• [^] # Re: La journée de la femme utilise toujours des chiffres étranges

    Posté par . En réponse au journal [HS] Un écart de 28 %. Enfin non, 18%. Enfin en comparant des choux et des carottes. Évalué à 2.

    Je ne vois pas en quoi le métier de secrétaire est un métier social, et le qualifier de littéraire me parait plus qu'exagéré. C'est un métier qui requiert peu de compétences a la base mais ou on peut évoluer (surtout par la prises de responsabilités). Ce n'est pas un métier socialement valorisé. C'est un métier qui a beaucoup gagné en productivité grâce a la bureautique. D’où un excès de secrétaire aujourd'hui sur le marché du travail (pas parce que plein de gens rêvent de devenir secrétaire).

    Ok, littéraire, c'est peut-être un peu audacieux… Je voulais l'opposer aux métiers "techniques".

    C'est même un peu plus compliqué que ça. C'est un conditionnement qui se construit depuis la naissance. On ne se comporte pas de la même façon avec un garçon et avec une fille, on attend pas la même chose d'eux. Je devine que tu parles du rôle de l'enseignement, il est a mon avis minime.

    Non, je ne visais pas particulièrement l'enseignement, mais bien le conditionnement dont tu parles.

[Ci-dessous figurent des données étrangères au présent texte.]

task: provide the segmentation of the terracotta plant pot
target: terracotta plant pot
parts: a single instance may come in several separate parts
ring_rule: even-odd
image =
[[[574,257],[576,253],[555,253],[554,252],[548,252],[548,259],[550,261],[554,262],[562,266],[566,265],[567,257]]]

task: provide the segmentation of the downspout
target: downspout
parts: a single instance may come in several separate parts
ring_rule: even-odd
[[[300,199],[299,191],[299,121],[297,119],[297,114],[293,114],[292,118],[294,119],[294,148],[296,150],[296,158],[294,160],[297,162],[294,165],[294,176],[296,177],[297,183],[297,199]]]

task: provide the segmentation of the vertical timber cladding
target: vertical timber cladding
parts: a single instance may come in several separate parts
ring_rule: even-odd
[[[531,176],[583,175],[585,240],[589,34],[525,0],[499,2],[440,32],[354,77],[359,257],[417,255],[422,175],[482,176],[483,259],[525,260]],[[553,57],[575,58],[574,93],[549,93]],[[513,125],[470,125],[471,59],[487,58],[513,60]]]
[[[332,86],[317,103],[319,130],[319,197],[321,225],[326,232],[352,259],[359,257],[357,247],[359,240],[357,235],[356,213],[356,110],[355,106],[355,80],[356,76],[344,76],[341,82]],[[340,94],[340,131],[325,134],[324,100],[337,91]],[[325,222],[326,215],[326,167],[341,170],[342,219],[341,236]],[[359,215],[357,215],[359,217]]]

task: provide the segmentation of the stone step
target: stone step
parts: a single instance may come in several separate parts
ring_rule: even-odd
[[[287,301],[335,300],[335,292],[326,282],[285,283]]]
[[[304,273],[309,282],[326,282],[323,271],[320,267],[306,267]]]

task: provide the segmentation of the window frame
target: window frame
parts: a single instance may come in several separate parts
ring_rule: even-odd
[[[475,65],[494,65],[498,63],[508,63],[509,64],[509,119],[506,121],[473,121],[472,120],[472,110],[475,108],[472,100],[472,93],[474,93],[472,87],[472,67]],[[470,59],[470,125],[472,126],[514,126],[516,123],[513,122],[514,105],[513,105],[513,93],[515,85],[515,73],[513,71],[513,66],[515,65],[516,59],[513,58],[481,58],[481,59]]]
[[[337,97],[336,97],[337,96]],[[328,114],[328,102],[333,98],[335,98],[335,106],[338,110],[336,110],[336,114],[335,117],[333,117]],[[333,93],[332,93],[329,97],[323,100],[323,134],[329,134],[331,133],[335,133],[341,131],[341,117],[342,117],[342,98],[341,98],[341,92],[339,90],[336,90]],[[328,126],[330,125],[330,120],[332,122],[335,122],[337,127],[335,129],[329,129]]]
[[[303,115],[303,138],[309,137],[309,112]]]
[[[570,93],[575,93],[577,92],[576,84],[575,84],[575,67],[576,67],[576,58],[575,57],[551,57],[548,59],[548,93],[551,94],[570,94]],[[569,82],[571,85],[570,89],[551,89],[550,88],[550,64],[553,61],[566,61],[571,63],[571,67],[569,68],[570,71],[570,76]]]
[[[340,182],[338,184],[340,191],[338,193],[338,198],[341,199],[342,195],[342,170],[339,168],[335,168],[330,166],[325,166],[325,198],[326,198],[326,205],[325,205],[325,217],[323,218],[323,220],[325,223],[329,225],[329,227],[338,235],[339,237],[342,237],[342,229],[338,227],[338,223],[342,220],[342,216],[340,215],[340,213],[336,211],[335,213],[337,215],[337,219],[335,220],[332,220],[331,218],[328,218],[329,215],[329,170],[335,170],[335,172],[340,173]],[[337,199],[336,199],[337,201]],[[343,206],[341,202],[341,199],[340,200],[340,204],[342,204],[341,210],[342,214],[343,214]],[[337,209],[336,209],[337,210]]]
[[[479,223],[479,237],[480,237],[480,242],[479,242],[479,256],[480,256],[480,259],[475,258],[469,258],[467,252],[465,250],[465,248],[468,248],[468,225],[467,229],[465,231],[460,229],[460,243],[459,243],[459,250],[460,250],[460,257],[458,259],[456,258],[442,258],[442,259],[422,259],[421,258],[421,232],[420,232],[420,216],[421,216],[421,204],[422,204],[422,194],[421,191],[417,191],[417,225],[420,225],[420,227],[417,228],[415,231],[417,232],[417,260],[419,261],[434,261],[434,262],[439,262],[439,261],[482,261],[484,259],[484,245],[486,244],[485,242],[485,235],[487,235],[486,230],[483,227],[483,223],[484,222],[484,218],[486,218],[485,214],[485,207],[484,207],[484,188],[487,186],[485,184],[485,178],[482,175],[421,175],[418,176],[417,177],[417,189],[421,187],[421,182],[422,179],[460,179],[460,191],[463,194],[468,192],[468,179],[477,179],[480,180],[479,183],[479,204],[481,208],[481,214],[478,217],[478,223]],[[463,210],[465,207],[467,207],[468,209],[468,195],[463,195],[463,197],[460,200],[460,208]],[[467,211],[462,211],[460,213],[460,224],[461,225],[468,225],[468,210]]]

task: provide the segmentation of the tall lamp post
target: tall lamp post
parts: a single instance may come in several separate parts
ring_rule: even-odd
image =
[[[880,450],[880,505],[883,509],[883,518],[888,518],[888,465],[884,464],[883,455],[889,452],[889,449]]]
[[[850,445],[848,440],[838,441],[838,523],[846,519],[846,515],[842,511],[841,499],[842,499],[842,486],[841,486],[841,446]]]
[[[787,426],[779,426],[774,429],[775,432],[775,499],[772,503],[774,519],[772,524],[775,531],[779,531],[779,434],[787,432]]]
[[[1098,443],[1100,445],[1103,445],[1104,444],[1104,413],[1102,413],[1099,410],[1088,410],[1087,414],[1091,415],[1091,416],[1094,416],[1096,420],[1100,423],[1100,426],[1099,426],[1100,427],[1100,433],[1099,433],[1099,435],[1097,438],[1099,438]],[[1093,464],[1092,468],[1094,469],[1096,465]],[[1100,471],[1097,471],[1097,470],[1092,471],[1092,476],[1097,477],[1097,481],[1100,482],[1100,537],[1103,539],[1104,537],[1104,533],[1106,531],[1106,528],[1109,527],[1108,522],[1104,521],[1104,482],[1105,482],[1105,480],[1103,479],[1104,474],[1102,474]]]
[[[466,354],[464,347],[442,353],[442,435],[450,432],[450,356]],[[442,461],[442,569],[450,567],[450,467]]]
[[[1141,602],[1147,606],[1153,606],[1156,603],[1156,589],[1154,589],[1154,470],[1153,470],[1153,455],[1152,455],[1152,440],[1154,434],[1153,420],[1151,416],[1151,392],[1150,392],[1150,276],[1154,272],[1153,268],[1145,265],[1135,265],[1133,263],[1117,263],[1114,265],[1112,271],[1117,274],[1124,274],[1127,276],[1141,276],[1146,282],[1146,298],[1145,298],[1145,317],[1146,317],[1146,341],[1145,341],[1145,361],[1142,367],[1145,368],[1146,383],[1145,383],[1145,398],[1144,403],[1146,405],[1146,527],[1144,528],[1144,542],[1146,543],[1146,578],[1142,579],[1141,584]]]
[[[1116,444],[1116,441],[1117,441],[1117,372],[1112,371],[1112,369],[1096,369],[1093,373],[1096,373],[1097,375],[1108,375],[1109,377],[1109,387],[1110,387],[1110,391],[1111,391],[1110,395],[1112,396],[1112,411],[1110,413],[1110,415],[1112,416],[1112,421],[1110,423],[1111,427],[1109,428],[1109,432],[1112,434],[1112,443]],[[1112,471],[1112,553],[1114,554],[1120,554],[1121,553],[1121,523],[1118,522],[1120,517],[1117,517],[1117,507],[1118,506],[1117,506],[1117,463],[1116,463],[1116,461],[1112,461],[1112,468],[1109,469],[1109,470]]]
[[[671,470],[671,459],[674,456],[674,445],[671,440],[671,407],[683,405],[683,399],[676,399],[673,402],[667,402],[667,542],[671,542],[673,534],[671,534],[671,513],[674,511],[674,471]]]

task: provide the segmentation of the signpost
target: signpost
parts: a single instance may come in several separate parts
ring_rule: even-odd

Il s'agit de toute la société qui est conditionnée par des réflexes de genres (heureux ou malheureux, d'ailleurs).

    Tu confonds compétences sociales (utiles des que tu ne travailles pas tout seul dans ta grotte) et métiers du secteur social. Donc tu parles juste d'un regard porte sur les métiers du secteur social qui sont valorisé socialement mais dévalorisé financièrement.

    Je ne crois pas faire de confusion. Je pense que les compétences sociales (évidement utiles à tous les non ermites) sont fondamentalement dévalorisées au profit de compétences techniques mesurables.
    Cela ce retrouve à plein de niveaux : le QI comme mesure de l'intelligence, l'absence totale de prise en compte de ces compétences sociales dans la scolarité, la notion de sciences dures ou exactes (qui s'opposent à quoi? des sciences molles et inexactes?), la mise en avant des filières scientifiques par rapport aux filières littéraires, et jusqu'au garagiste qui méprise ceux qui ne possèdent pas ses connaissances techniques.
    Et oui, je pense que ce mépris pour les compétences sociales explique en partie la dévalorisation du salaire des métiers qui les sollicitent.